Look, I get it. I’ve worked as a stand-in on a show called “How To Get Away With Murder,” and I have had many conversations with attorneys who say that the show is too sensational, especially in the courtroom. I’m like, “Thank goodness the creator of the show doesn’t depend on you to write their episodes. We’d be bored out of our minds!” They are the same people who can’t suspend disbelief long enough to get past the fact that when Bruce Banner changes into the Hulk, he’s always in those purple short-pants, instead of being nude.
We are writing fiction, aren’t we? We create a way for the reader to escape reality and travel to worlds of fantasy, science fiction, dystopia, and horror. Still, when writing about characters and stories involving mental health, shouldn’t we ask questions that breathe life into the “who, what, when, and how” of the tropes we use?
So how do we get it right?
Here are some facts to know about mental illness by Kathleen S. Allen, an author who also has a Doctor of Nursing Practice degree (which is a clinical doctorate):
- Having depression doesn’t mean your character can’t still have fun or laugh or be social.
- A character who has bipolar disorder may have manic episodes or they may not. Bipolar disorder has a spectrum of symptoms from moderate depression to severe.
- No one who has Dissociative Identity Disorder (formerly called split personality) would kill someone when they are in one of their alter personality states unless the core personality would also kill.
- Your character would not have amnesia after killing someone. The disorder is rare, and some medical professionals don’t believe it exists at all, so be careful using it.
- Talking about suicide does not mean your character will push the person into attempting suicide. It was already on their mind.

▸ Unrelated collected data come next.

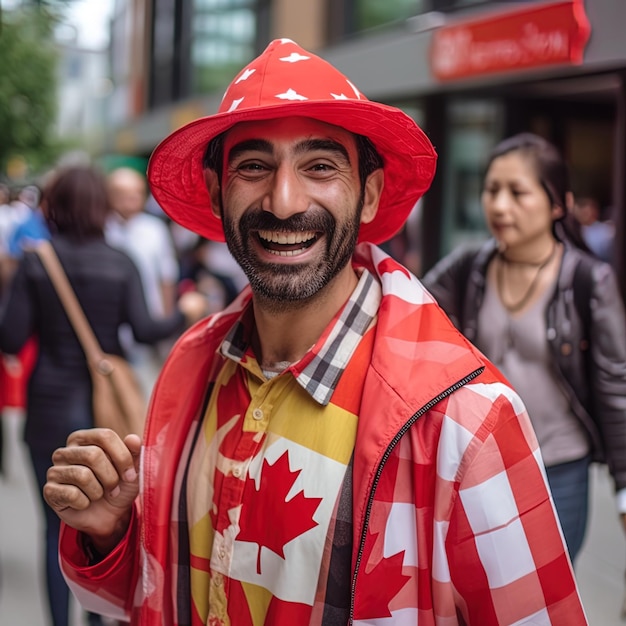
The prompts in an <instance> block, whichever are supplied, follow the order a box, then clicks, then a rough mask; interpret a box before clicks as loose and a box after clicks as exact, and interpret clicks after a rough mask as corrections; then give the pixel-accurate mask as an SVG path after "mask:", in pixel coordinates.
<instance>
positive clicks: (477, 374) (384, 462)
mask: <svg viewBox="0 0 626 626" xmlns="http://www.w3.org/2000/svg"><path fill="white" fill-rule="evenodd" d="M484 369H485V368H484V367H480V368H478V369H477V370H475V371H473V372H472V373H471V374H468V375H467V376H466V377H465V378H462V379H461V380H460V381H459V382H457V383H455V384H454V385H452V386H451V387H448V389H446V390H445V391H442V392H441V393H440V394H439V395H438V396H436V397H435V398H433V399H432V400H431V401H430V402H427V403H426V404H425V405H424V406H423V407H422V408H421V409H419V410H418V411H417V412H416V413H415V414H414V415H413V416H412V417H411V419H409V420H408V421H407V422H406V423H405V424H404V426H403V427H402V428H401V429H400V430H399V431H398V432H397V433H396V436H395V437H394V438H393V439H392V440H391V443H390V444H389V446H387V449H386V450H385V454H384V455H383V458H382V459H381V461H380V464H379V466H378V469H377V470H376V475H375V476H374V482H373V483H372V488H371V490H370V495H369V498H368V500H367V507H366V508H365V521H364V523H363V531H362V533H361V541H360V542H359V551H358V554H357V557H356V563H355V566H354V574H353V575H352V589H351V593H350V617H349V619H348V626H351V625H352V624H353V623H354V595H355V592H356V579H357V577H358V573H359V567H360V566H361V559H362V558H363V549H364V547H365V537H366V535H367V528H368V526H369V518H370V515H371V512H372V505H373V503H374V493H375V492H376V487H377V486H378V481H379V480H380V475H381V473H382V470H383V468H384V466H385V464H386V462H387V459H388V458H389V457H390V456H391V452H392V451H393V449H394V448H395V447H396V445H397V444H398V442H399V441H400V439H402V437H403V436H404V434H405V433H406V432H407V430H409V428H411V426H413V424H414V423H415V422H416V421H417V420H418V419H419V418H420V417H421V416H422V415H424V413H426V412H427V411H430V409H432V408H433V407H434V406H435V405H436V404H438V403H439V402H441V401H442V400H443V399H444V398H447V397H448V396H449V395H450V394H452V393H454V392H455V391H456V390H457V389H460V388H461V387H463V386H464V385H466V384H467V383H469V382H470V381H472V380H473V379H474V378H476V377H477V376H479V375H480V374H481V373H482V372H483V370H484Z"/></svg>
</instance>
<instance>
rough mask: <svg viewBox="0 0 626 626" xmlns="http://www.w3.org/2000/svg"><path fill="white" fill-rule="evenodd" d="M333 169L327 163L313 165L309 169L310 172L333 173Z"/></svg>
mask: <svg viewBox="0 0 626 626" xmlns="http://www.w3.org/2000/svg"><path fill="white" fill-rule="evenodd" d="M334 170H335V168H334V167H333V166H332V165H330V164H329V163H315V164H313V165H311V167H309V171H311V172H333V171H334Z"/></svg>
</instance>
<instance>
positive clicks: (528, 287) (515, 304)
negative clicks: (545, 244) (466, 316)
mask: <svg viewBox="0 0 626 626" xmlns="http://www.w3.org/2000/svg"><path fill="white" fill-rule="evenodd" d="M557 247H558V246H557V244H556V243H555V244H554V245H553V246H552V250H551V252H550V254H549V255H548V257H547V258H546V259H544V260H543V261H541V262H539V263H528V262H525V261H522V262H519V261H509V260H508V259H507V258H506V257H505V256H504V254H502V253H501V252H499V253H498V261H499V262H498V264H497V266H496V283H497V287H498V296H499V297H500V302H502V304H503V305H504V308H505V309H506V310H507V311H508V312H509V313H517V311H521V310H522V309H523V308H524V307H525V306H526V304H528V301H529V300H530V298H531V297H532V295H533V293H534V292H535V289H536V288H537V284H538V283H539V276H540V275H541V272H542V270H543V269H544V268H545V267H546V266H547V265H548V263H550V261H552V259H553V258H554V255H555V254H556V250H557ZM505 265H529V266H531V267H536V268H537V272H536V273H535V276H534V277H533V279H532V280H531V281H530V285H528V289H527V290H526V292H525V293H524V295H523V296H522V297H521V299H520V300H518V301H517V302H516V303H514V304H508V303H507V302H505V300H504V266H505Z"/></svg>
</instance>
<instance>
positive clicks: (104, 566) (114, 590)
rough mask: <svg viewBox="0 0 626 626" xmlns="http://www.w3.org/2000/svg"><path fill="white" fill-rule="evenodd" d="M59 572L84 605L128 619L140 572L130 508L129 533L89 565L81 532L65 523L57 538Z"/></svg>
mask: <svg viewBox="0 0 626 626" xmlns="http://www.w3.org/2000/svg"><path fill="white" fill-rule="evenodd" d="M59 557H60V564H61V571H62V572H63V576H64V577H65V580H66V582H67V584H68V586H69V587H70V589H71V590H72V593H73V594H74V595H75V596H76V599H77V600H78V602H79V603H80V604H81V606H82V607H83V608H85V609H86V610H88V611H93V612H94V613H99V614H100V615H105V616H107V617H111V618H113V619H118V620H122V621H128V620H129V619H130V613H131V609H132V604H133V598H134V596H135V593H134V591H135V587H136V585H137V579H138V572H139V520H138V515H137V508H136V507H135V510H134V511H133V516H132V519H131V524H130V527H129V529H128V532H127V533H126V535H125V536H124V538H123V539H122V541H121V542H120V543H119V544H118V546H117V547H116V548H115V549H114V550H113V551H112V552H111V553H110V554H109V555H107V556H106V557H105V558H104V559H102V560H101V561H99V562H97V563H95V564H91V563H90V559H89V556H88V555H87V553H86V551H85V548H84V545H83V535H82V534H81V533H79V532H77V531H76V530H74V529H73V528H70V527H69V526H67V525H66V524H62V525H61V535H60V539H59Z"/></svg>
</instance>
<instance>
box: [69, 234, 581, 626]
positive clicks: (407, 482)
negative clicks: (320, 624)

- Your characters don’t stop hearing voices immediately after taking anti-psychotic medication.
- Sometimes, they won’t stop at all. It may take weeks to months for the meds to work. If they are having a psychotic episode, it would be difficult, if not impossible, to function in their daily lives by going to school, work, maintaining a romantic relationship, or maintaining any relationship. Psychotic patients are not dangerous. Are there exceptions? Yes. But as a general rule, they aren’t.
- In conclusion, one of my biggest takeaways from researching horror writing for Mental Health Awareness Month was some of the things we shouldn’t do.
- For example, unless your character is politically incorrect, don’t describe suicide as an “epidemic”, “skyrocketing,” or other exaggerated terms.
- Use words such as “higher rates” or “rising.” Don’t describe suicide as “without warning” or “inexplicable.”
- Do convey that the character exhibited warning signs.
- Don’t refer to suicide as “unsuccessful” or “failed attempt,” or report it as though it were a crime. Do say, “died by suicide,” “killed him/herself,” and instead of presenting the act like a crime, write about suicide in your story as a public health issue.
Hopefully, as horror authors, we can continue to scare the jeebies out of our readers, but at the same time, create a story which accurately exhibits archetypes of mentally ill characters, whether they are mad scientists, psychopathic serial killers, or characters with dissociative identity disorders that assume their mother’s personality.
Nzondi (Ace Antonio Hall) is an American science fiction and horror author. His novel Oware Mosaic won the Bram Stoker Award for Superior Achievement in Young Adult fiction, the most prestigious award given to horror writers in the world. He is the first African-American to win in a novel category, including the YA novel category.
A former director of education for NYC schools and the Sylvan Learning Center, the award-winning educator earned a BFA from Long Island University. Nzondi is currently bi-coastal, living in New York and Los Angeles.